İstanbul, yaz aylarının sıcak ve kurak günlerini geçirmeye hazırlanırken, su kaynaklarıyla ilgili endişeler artıyor. Şehrin su ihtiyacını karşılayan 8 büyük barajın doluluk oranlarının yüzde 50'nin altında olması, yerel yönetimleri ve vatandaşları alarma geçirdi. Özellikle yaz mevsiminde su talebinin artması beklenirken, bu durum su tasarrufunun önemini bir kez daha gündeme getirdi. 2023 yılı itibarıyla İstanbul Su ve Kanalizasyon İdaresi (İSKİ) verilerine göre, mevcut barajlarda su seviyeleri, son yılların en düşük oranlarına ulaştı.
İstanbul'un su kaynakları açısından kritik öneme sahip olan barajlardan en önemlileri düzensiz ve az yağış alan yıllar sonrasında endişe verici bir doluluk oranına sahip. Son veriler doğrultusunda Odet ve Terkos barajları yüzde 35 doluluk oranına ulaşırken, Alibeyköy, Sazlıdere, Kazandere, Pabuçdere, Eşme ve Darlık barajları da benzer bir durum sergiliyor. Bu rakamlar, İstanbul'un ihtiyacı olan temiz suyun sağlanmasında ciddi bir tehdit oluşturuyor. Uzmanlar, bu durumu giderek daha da kötüleşen iklim koşullarına ve su tüketim alışkanlıklarına bağlıyor. Ülke genelindeki kuraklık ile birleşince, İstanbul’un su kaynakları ciddi anlamda daralma riskiyle karşı karşıya kalıyor.
Böyle bir doluluk oranında, İstanbul’un gelecekte su krizine girmemesi için su tasarrufunun önemi her zamankinden daha fazla. İSKİ tarafından yapılan çağrılara göre, vatandaşların su kullanımını kısmaları ve tasarrufu teşvik eden davranışları benimsemeleri büyük önem taşıyor. Evlerde, iş yerlerinde ve kamu alanlarında alışkanlıkların değiştirilmesi gerekiyor. Örneğin, duş sürelerinin kısaltılması, tuvaletlerde su tasarruflu sistemlerin kullanılması, bahçelerde veya dış alanlarda sulama işlemlerinin akşam saatlerine kaydırılması gibi küçük ama etkili önlemler, büyük ölçüde su tüketimini azaltabilir. Ayrıca, kamu spotlarıyla bilinçlendirme çalışmaları yapılarak suyun ne denli kıymetli bir kaynak olduğu konusunda farkındalık artırılmalıdır.

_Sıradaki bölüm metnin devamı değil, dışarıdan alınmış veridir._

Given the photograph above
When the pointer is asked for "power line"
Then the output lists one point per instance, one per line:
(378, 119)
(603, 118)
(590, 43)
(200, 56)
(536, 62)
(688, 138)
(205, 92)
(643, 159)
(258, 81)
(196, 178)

Uzmanlar, barajların doluluk durumunu artırmanın yanı sıra, uzun vadede yağmur suyu hasadı gibi yenilikçi yöntemlerin de hayata geçirilmesi gerektiğini vurguluyor. Gelişen teknoloji ile birlikte, bina çatılarında biriken yağmur sularının toplanarak tekrar kullanılması, şehrin su ihtiyacının bir kısmını karşılayabilir. Ayrıca, yeraltı su kaynaklarının korunması amacıyla yapılan düzenlemelerin de önemli bir yere sahip olduğunu belirtmekte fayda var. Su kaynakları yönetimi, hem yerel yönetimlerin hem de bireylerin sorumlu davranmasını gerektiren bir meseledir.
Sonuç olarak, İstanbul'un su kaynaklarının korunması ve su tasarrufu hayati bir zorunluluk haline geldi. Barajların doluluk oranlarındaki bu alarm verici düşüş, hem çevresel hem de sosyal açıdan daha büyük sorunlara yol açabilir. Herkesin üzerine düşeni yapması, gelecekte İstanbul’un su krizini aşmasına yardımcı olacaktır. Bu yönde atılacak adımlar, yalnızca bugünün değil, çocuklarımızın ve torunlarımızın da yaşaması için umut verici bir ortam sağlayacaktır.